In Sunday's "Editorial: All the news that's fit to conceal" for Third, we noted that the attack Friday on the activists in Tahrir Square wasn't covered by the networks despite footage of the attack which aired on Al Jazeera Arabic. An angry e-mail insists there was no attack and that we've made it up. We're not the only ones noting the attack. But if you need documentation here are two screen snaps.

attack 1

attack 2


I was going to ignore the e-mail (I know the angry person e-mailing will not be convinced even with visual proof) but while reviewing The Great Iraqi Revolution this morning, I see that they have posted video of that Al Jazeera report -- click here to stream it. The Great Iraqi Revolution today makes clear that Ayad Allawi does not speak for them and "we do not belong to any of the past or present political parties." And, "We demand an explanation of the Behadla Tribes about whether any of their members joined the mission who came to attack the Youth in Tahrir, Baghdad, particularly since we know of their honourable role in the 1920 revolution and others the last of which was a couple of weeks ago when one of their Shaikhs shouted at the Governor of Nassiriya, Talib Al Hassan."


Bonnie reminds that Isaiah's The World Today Just Nuts "The Campaign Begins In Earnest" went up last night. Today on Law and Disorder Radio (begins broadcasting at 9:00 am EST on WBAI and around the country throughout the week), Michael Ratner, Heidi Boghosian and Michael S. Smith explore condictions in Gaza and humanitarian relief efforts with Felice Gellman and attorney Richard Levy and they discuss the Arab Revolution (minus Iraq) with Jim Petras.

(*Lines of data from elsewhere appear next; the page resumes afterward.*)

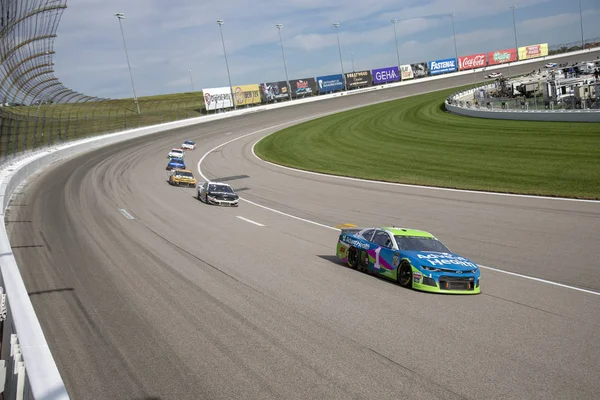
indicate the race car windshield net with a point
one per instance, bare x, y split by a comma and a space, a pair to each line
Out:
220, 189
414, 243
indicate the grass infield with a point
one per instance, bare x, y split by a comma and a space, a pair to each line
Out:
415, 141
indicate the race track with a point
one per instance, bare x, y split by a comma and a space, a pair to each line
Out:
144, 292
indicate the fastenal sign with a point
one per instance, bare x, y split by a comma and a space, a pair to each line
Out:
384, 75
406, 72
217, 98
502, 56
330, 83
472, 61
442, 66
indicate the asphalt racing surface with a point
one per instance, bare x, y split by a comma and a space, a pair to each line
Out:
144, 292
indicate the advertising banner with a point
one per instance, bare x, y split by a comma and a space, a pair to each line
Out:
502, 56
442, 66
245, 95
330, 83
533, 51
272, 91
217, 98
420, 70
385, 75
406, 72
303, 87
472, 61
358, 78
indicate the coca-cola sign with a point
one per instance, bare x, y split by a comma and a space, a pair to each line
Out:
502, 56
472, 61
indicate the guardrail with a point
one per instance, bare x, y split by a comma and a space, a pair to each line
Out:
31, 372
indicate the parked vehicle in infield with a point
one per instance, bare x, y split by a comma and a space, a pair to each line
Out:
494, 75
218, 193
413, 258
189, 145
182, 177
176, 153
176, 163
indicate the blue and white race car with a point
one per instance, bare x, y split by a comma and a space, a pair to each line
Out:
415, 259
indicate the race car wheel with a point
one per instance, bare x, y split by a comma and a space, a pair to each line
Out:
352, 258
405, 275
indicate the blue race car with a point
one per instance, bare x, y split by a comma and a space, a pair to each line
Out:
415, 259
176, 163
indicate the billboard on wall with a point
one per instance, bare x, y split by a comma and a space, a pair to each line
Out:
244, 95
442, 66
303, 87
272, 91
533, 51
502, 56
217, 98
385, 75
358, 78
406, 72
330, 83
420, 70
472, 61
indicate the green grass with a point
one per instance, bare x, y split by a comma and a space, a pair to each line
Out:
415, 141
29, 127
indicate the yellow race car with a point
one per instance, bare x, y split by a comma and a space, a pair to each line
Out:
182, 177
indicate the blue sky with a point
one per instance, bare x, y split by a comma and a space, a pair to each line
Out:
166, 39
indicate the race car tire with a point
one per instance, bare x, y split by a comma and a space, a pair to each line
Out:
405, 275
352, 260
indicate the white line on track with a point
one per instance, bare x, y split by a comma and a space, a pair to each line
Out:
249, 220
126, 214
541, 280
388, 183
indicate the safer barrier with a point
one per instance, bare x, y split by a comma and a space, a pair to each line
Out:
32, 372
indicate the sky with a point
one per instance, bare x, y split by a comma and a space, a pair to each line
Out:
165, 40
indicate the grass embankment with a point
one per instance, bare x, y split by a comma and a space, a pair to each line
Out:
27, 127
415, 141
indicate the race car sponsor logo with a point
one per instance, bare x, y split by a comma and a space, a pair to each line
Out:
354, 242
446, 259
417, 277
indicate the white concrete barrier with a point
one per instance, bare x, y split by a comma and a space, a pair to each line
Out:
35, 375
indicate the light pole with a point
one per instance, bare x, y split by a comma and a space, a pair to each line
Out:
336, 26
121, 16
454, 36
220, 22
581, 20
287, 80
191, 80
396, 40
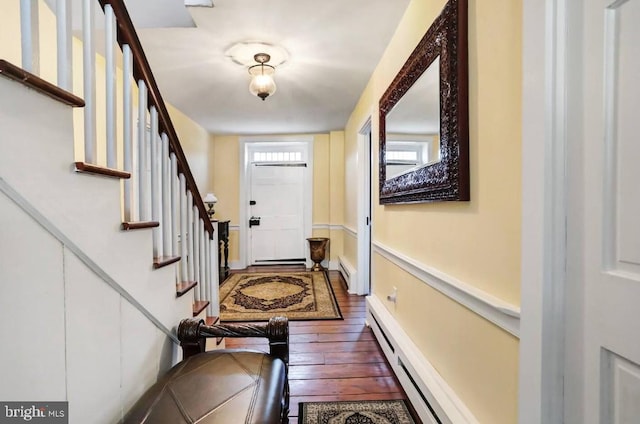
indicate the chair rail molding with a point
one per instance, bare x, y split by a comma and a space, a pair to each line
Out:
350, 231
491, 308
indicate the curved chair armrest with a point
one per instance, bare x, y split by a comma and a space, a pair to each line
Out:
193, 333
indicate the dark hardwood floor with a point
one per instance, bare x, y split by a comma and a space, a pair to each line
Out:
335, 359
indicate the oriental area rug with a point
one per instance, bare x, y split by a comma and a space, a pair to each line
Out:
355, 412
260, 296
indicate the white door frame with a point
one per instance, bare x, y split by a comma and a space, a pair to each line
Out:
546, 91
365, 177
244, 187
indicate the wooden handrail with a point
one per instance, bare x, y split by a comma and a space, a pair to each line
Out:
142, 71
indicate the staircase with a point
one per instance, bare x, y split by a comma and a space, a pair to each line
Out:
100, 257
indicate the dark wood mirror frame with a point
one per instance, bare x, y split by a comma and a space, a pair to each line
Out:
447, 179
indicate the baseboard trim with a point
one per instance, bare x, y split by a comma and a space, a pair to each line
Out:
428, 392
497, 311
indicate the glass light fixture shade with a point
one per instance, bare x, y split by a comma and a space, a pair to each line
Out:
262, 83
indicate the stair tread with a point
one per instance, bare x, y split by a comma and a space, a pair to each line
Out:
89, 168
161, 261
184, 287
199, 306
136, 225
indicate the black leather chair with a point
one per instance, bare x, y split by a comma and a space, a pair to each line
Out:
224, 386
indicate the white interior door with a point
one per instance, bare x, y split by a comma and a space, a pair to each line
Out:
276, 213
607, 233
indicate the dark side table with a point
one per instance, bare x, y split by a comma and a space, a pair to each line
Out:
223, 239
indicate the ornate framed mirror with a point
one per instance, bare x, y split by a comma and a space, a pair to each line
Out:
424, 117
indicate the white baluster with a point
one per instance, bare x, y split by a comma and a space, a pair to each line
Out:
30, 37
184, 240
127, 132
214, 282
143, 181
89, 81
203, 264
64, 46
173, 173
166, 196
195, 240
189, 239
111, 83
156, 201
207, 262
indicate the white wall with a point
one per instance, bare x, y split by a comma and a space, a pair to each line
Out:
67, 334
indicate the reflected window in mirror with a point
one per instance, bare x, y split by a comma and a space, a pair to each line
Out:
413, 126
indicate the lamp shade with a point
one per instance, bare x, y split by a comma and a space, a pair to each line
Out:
262, 83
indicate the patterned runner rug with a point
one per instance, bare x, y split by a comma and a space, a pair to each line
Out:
355, 412
260, 296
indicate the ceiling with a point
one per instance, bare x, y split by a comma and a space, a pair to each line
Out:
333, 48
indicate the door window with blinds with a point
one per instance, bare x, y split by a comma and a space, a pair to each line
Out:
278, 157
276, 207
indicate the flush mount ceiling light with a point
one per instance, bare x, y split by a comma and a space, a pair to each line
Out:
262, 83
261, 59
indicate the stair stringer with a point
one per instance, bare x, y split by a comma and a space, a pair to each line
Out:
78, 326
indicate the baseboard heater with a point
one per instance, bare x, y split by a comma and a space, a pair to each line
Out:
348, 273
431, 397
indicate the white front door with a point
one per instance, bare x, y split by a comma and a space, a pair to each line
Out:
276, 226
604, 232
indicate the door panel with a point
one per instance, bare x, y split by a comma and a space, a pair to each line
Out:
278, 194
611, 234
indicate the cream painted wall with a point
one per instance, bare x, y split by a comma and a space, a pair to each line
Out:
477, 242
195, 142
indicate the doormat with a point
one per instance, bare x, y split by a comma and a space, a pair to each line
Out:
360, 412
260, 296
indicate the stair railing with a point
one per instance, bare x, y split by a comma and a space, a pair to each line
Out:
158, 186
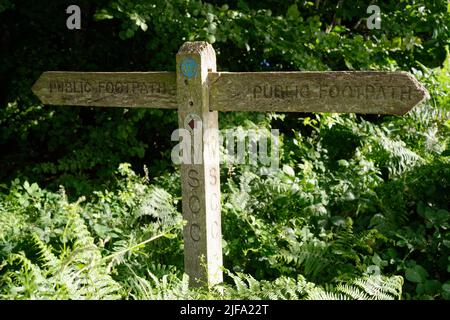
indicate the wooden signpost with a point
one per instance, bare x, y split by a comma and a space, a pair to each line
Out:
198, 92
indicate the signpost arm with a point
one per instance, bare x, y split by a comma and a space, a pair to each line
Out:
200, 176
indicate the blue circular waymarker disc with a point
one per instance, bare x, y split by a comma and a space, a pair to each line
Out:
189, 68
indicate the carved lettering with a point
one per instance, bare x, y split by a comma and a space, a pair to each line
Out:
331, 91
193, 181
194, 231
213, 176
194, 204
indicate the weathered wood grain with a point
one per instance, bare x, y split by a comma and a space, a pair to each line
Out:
353, 91
200, 177
108, 89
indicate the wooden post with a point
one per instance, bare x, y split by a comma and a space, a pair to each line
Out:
200, 176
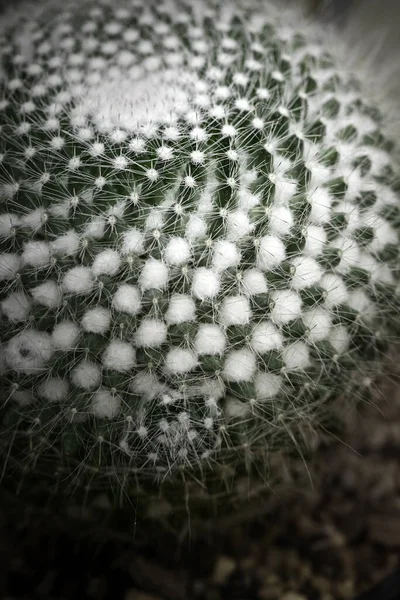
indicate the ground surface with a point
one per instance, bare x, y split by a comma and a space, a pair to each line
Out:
329, 544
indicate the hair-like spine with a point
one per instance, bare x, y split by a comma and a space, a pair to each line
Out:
199, 221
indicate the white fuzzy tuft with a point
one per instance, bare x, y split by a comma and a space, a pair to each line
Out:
339, 338
53, 389
9, 266
254, 282
107, 262
280, 220
177, 251
16, 307
181, 309
205, 284
235, 310
151, 333
240, 365
96, 320
265, 337
65, 335
154, 275
147, 385
119, 356
86, 375
238, 226
267, 385
349, 251
271, 253
210, 339
287, 306
320, 201
95, 228
29, 351
105, 405
307, 272
225, 255
296, 356
47, 294
127, 299
235, 409
36, 254
132, 241
315, 240
78, 280
318, 322
335, 289
180, 360
7, 222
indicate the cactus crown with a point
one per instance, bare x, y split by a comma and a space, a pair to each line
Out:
198, 240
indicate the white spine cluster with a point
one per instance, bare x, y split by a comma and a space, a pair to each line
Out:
198, 227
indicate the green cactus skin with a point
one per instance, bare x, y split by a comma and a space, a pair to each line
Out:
198, 245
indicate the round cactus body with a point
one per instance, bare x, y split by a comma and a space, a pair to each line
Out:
198, 242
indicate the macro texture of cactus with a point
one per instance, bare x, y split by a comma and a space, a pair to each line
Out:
198, 243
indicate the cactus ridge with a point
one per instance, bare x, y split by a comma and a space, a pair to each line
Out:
198, 241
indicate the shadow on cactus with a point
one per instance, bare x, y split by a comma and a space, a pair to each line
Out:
198, 249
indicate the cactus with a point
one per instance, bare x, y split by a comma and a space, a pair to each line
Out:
198, 245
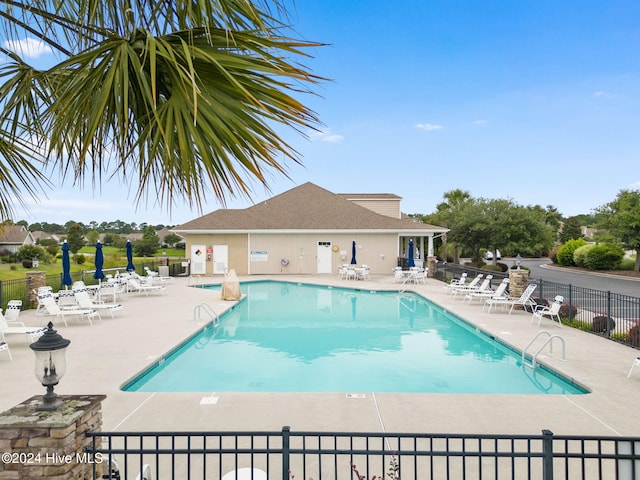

We'll close with this from Cindy Sheehan's "Children and War" (Cindy Sheehan's Soapbox):

Recently, I was listening to KGO radio and in case you don’t know, KGO is the ABC affiliate super-station here in San Francisco that can be heard by millions of people with it’s mega-wattage transmitter.
Gene Burns happened to be the host at that time. The night that I was listening, Mr. Burns was wondering why the U.S. is bombing Libya, but not Syria, because Syria is, “torturing and killing children,” and Mr. Burns didn’t know how the people of the world could stand by and watch this happen.
I wish I could have gotten through on the call-in line because I would have asked Mr. Burns how he feels about the USA torturing and killing children in places like Libya, Iraq, Afghanistan, Pakistan and Yemen. These are the active places the US is bombing, but what about the children that were held or are being held in places like Guantanamo Bay, Cuba; Abu Ghraib in Iraq or Bagram AFB in Afghanistan? Why are the "people of the world" standing by and watching the US destroy civilization as it murders and tortures children?